FATHER: My daughter, it has been four months now that I have been lying ill on this hospital bed with no improvement on my health. My mind is telling me that I am not going to survive. Now, listen to me with an undivided attention. If I eventually die, l don't want to see this your hungry looking boyfriend with his antelope like legs at my burial ceremony. If l should see that thing with giraffe like neck and dreadlocks which look like a porcupine spines at my burial ceremony, then you will agree with me that the dead are more powerful than the living.
DAUGHTER: Dad, don't worry, he is a YAHOO BOY.
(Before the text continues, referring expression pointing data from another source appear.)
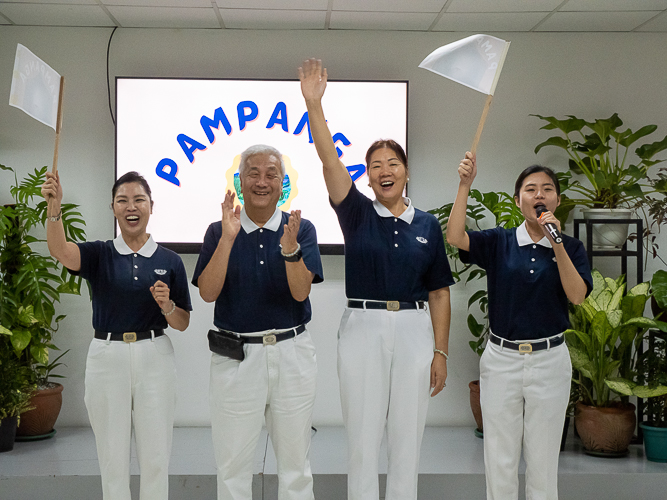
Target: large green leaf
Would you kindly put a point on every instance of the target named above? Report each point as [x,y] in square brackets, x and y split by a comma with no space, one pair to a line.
[20,339]
[604,127]
[621,386]
[553,141]
[572,124]
[641,322]
[618,296]
[640,289]
[614,317]
[580,360]
[604,299]
[601,328]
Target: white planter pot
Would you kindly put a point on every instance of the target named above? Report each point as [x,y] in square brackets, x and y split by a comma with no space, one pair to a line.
[608,236]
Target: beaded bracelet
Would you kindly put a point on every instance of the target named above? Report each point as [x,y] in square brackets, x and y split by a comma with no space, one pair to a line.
[441,352]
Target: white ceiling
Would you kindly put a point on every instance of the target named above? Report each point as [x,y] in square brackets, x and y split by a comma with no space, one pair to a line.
[384,15]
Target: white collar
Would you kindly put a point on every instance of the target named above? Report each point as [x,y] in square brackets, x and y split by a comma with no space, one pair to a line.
[407,215]
[523,238]
[273,224]
[146,251]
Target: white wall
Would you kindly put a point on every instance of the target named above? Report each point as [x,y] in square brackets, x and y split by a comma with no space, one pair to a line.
[590,75]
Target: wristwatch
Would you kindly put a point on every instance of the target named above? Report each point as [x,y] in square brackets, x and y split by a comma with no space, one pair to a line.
[295,256]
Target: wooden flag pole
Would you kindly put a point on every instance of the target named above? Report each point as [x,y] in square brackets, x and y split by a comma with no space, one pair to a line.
[59,123]
[487,105]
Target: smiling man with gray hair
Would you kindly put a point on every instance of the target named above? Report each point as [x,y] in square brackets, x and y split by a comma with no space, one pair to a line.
[257,264]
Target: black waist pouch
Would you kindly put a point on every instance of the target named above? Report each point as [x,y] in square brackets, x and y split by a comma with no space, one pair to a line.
[226,344]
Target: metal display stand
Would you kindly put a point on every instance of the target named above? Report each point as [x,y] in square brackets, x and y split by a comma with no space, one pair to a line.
[623,253]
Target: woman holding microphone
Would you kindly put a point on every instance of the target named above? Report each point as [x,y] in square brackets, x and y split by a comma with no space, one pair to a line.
[525,370]
[390,350]
[139,288]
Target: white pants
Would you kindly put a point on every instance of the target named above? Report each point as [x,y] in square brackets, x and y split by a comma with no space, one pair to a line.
[384,367]
[524,398]
[277,382]
[126,384]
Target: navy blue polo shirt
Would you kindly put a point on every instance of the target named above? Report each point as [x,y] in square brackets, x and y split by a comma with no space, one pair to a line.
[391,258]
[526,297]
[120,280]
[256,295]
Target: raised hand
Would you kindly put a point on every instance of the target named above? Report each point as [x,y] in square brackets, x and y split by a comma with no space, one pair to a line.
[231,217]
[51,189]
[291,229]
[313,79]
[468,169]
[160,292]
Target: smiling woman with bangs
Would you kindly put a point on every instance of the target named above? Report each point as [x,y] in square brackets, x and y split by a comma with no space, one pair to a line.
[391,351]
[139,288]
[525,369]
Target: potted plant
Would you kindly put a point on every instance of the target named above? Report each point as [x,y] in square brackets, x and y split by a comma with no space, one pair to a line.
[599,151]
[14,393]
[30,285]
[506,214]
[605,329]
[652,381]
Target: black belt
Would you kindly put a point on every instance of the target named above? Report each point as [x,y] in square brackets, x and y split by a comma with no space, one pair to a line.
[389,305]
[528,347]
[128,336]
[271,338]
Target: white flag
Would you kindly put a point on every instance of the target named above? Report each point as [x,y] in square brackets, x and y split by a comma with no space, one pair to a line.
[474,61]
[35,87]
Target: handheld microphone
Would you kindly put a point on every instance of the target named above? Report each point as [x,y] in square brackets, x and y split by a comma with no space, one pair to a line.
[551,227]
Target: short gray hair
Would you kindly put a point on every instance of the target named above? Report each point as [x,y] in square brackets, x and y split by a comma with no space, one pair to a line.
[260,149]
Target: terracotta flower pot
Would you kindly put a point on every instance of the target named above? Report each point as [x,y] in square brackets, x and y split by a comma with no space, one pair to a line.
[7,434]
[605,430]
[40,420]
[475,405]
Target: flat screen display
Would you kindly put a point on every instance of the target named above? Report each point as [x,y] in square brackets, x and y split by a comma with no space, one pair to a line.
[185,136]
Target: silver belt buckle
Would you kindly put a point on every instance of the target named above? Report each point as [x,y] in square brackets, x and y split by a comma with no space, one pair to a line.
[525,348]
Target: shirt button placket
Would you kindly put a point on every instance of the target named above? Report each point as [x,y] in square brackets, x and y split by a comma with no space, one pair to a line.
[395,234]
[135,267]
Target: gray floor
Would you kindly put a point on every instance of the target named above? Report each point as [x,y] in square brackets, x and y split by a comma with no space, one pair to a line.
[452,467]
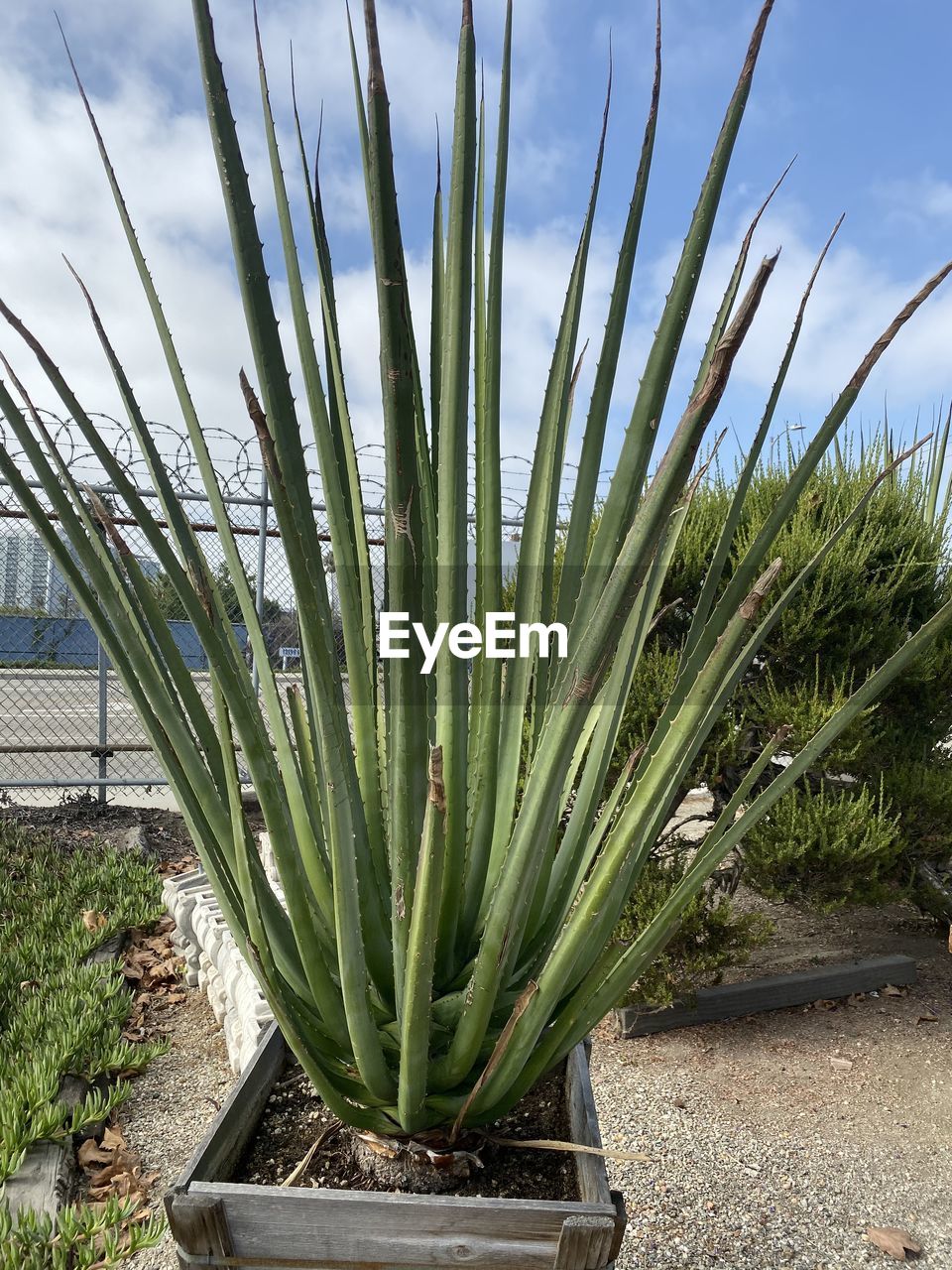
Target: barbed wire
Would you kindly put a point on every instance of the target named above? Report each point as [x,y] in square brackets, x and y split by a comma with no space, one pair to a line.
[238,463]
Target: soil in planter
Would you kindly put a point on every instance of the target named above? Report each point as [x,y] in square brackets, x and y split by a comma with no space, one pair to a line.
[295,1118]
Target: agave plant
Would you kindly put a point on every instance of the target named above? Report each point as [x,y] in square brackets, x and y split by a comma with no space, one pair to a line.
[452,864]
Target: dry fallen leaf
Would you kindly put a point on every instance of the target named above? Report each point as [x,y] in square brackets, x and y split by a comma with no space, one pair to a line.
[113,1138]
[892,1241]
[90,1153]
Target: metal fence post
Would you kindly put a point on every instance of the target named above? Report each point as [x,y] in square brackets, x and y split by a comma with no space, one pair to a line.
[259,579]
[103,668]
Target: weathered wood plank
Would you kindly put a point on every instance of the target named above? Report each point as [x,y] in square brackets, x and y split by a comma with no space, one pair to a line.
[217,1153]
[583,1128]
[382,1229]
[273,1225]
[200,1227]
[621,1224]
[583,1242]
[775,992]
[44,1180]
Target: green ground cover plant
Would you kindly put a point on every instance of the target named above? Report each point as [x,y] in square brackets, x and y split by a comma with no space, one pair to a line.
[59,1017]
[453,871]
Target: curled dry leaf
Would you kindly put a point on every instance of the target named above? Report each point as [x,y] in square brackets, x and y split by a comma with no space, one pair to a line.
[90,1153]
[893,1242]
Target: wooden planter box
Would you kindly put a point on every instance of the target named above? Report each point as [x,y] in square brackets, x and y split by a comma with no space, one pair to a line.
[222,1223]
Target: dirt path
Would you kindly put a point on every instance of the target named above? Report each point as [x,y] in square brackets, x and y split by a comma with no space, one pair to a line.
[778,1139]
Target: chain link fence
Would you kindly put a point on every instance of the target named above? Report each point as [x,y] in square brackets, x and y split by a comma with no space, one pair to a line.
[66,726]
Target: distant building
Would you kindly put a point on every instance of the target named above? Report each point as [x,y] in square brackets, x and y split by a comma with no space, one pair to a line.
[30,579]
[24,567]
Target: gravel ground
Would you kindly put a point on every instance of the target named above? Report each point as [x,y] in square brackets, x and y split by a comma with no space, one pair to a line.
[172,1105]
[778,1139]
[774,1141]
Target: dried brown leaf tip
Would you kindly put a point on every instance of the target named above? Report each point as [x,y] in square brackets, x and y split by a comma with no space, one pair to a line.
[895,1242]
[438,794]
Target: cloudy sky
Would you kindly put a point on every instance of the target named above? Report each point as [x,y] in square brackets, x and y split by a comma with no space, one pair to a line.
[857,90]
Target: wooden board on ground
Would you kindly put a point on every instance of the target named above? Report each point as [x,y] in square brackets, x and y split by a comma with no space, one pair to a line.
[44,1180]
[222,1223]
[775,992]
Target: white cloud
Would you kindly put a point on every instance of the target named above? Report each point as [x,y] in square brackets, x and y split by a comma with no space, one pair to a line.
[54,198]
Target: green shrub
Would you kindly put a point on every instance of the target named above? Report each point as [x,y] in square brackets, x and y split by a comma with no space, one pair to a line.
[887,574]
[826,847]
[712,934]
[921,799]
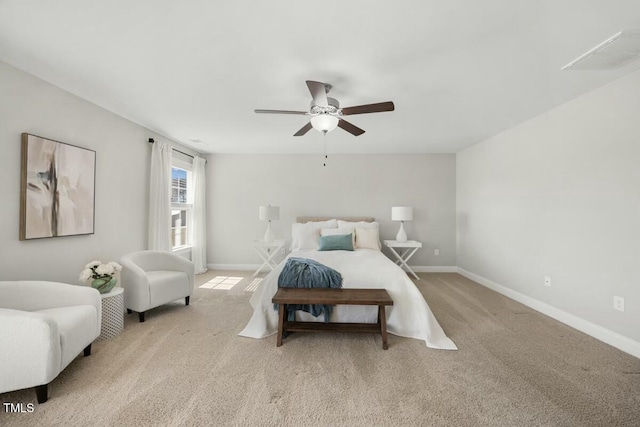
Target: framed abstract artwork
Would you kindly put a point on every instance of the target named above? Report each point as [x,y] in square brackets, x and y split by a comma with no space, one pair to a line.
[57,189]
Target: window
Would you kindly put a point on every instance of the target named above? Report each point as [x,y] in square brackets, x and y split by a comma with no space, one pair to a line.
[181,201]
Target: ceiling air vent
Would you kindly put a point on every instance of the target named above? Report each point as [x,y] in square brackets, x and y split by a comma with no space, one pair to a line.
[618,50]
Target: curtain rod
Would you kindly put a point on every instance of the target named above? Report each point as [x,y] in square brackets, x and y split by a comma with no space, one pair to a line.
[151,141]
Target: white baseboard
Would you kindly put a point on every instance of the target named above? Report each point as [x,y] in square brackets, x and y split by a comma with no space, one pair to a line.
[434,269]
[598,332]
[237,267]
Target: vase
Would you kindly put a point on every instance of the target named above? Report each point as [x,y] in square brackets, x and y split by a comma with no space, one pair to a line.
[104,285]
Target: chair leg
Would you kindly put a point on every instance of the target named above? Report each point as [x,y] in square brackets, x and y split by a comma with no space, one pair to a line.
[42,393]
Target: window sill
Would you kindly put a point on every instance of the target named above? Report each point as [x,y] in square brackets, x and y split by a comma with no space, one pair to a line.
[182,250]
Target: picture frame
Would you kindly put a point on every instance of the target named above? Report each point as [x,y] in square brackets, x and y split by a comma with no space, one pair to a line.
[57,189]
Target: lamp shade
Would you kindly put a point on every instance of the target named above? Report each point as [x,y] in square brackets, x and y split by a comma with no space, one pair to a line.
[402,213]
[269,212]
[324,122]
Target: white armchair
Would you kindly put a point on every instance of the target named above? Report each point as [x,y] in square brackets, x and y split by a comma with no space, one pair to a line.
[153,278]
[43,327]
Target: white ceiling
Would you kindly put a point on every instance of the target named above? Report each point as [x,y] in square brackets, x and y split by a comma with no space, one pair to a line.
[457,71]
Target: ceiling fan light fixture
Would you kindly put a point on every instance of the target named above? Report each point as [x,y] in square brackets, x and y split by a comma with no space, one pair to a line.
[324,122]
FATHER: My daughter, look here and let me tell you. YAHOO has grade. Is he that type of hungry looking Yahoo boys who hold phone from morning till night, pressing, talking and walking around every compound looking for people's fowls to steal or that poverty stricken type who hold phones to buy garri and groundnuts to soak or that type who go to stand on ATM queue in the banks to spy at people's ATM cards pin code to scam them or those who go about in tinted glasses SUVS? or those young boys of twenty years of age who chat with white ladies who are old enough to be their ancestors. Twenty years ratio one hundred and fifty years?
DAUGHTER: Dad, don't worry about that. Just die now and you will see miracle on your burial day.
FATHER: My mind is telling me that two persons are going to be buried alongside my corpse on that day.